Alkali-activated geopolymer materials prepared from coal gangue and municipal solid waste incineration byproducts

Abstract

Coal gangue and municipal solid waste incineration byproducts (fly ash and bottom ash) are considered as solid and hazardous waste, respectively, and the accumulation of these wastes leads to significant environmental issues. Coal gangue is rich in Si and Al but lacks of Ca, making it challenging to create alkali-activated cementitious materials with good mechanical performances. Fly ash and bottom ash are abundant in Ca. The feasibility of using fly ash and bottom ash as calcium sources for preparing alkali-activated coal gangue-based geopolymers is investigated in the present work. The unconfined compressive strength (UCS) test and microscopic tests (XRD, FTIR, TGA, SEM and ICP-OES) are conducted to study the strength and reaction mechanism of coal gangue and fly ash/bottom ash (CGFA/BA) geopolymers. The results show that the strength of CGFA/BA geopolymers initially increases and then decreases with an increase in fly ash and bottom ash content, and the optimal dosage of fly ash and bottom ash is 15% and 30%, respectively.

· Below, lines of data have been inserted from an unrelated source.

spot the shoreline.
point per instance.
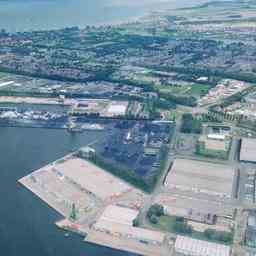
(34, 25)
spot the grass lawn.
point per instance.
(199, 90)
(2, 75)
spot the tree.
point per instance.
(182, 227)
(135, 222)
(155, 209)
(153, 219)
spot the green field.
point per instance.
(2, 75)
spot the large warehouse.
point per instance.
(201, 177)
(194, 247)
(248, 150)
(118, 221)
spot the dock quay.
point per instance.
(95, 204)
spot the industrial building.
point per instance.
(118, 221)
(201, 177)
(193, 247)
(248, 150)
(92, 178)
(250, 234)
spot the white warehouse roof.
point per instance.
(195, 247)
(248, 150)
(119, 221)
(215, 136)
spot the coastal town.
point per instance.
(172, 101)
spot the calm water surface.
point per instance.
(20, 15)
(26, 223)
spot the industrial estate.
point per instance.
(172, 99)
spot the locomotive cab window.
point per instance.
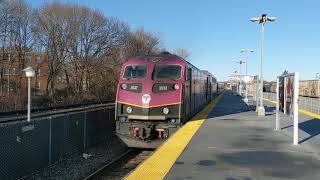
(172, 72)
(135, 71)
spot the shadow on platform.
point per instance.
(229, 104)
(311, 127)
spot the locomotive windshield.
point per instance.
(172, 72)
(135, 71)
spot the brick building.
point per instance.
(12, 79)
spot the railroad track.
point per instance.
(121, 166)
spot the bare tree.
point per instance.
(141, 42)
(184, 53)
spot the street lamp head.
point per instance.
(29, 72)
(255, 19)
(271, 19)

The liquid-solid ratio and alkali solution (NaOH/Na2SiO3) ratio have a significant influence on the strength of the CGFA/BA geopolymers and the optimal alkali solution ratio is 25:75, while the liquid-solid ratio of 0.45 and 0.60 is recommended for CGFA and CGBA geopolymers, respectively. The CGFA geopolymer with 15% fly ash, 25:75 alkali solution ratio, 0.45 liquid–solid ratio and 8 mol/L sodium hydroxide concentration obtains the highest UCS of 30.28 Mpa. The heavy metal immobilization efficiency (IE) of the CGFA geopolymer is better than that of the CGBA geopolymer. The IE of heavy metals of the CGFA geopolymer is larger than 84.66% and that of the CGFA geopolymer is larger than 55.95%. In the CGFA geopolymer, the IE is Hg>Pb>Zn>Cd>Cr>Ba, while in the CGBA geopolymer, the IE is Hg>Cd>Ba>Cr>Zn>Pb.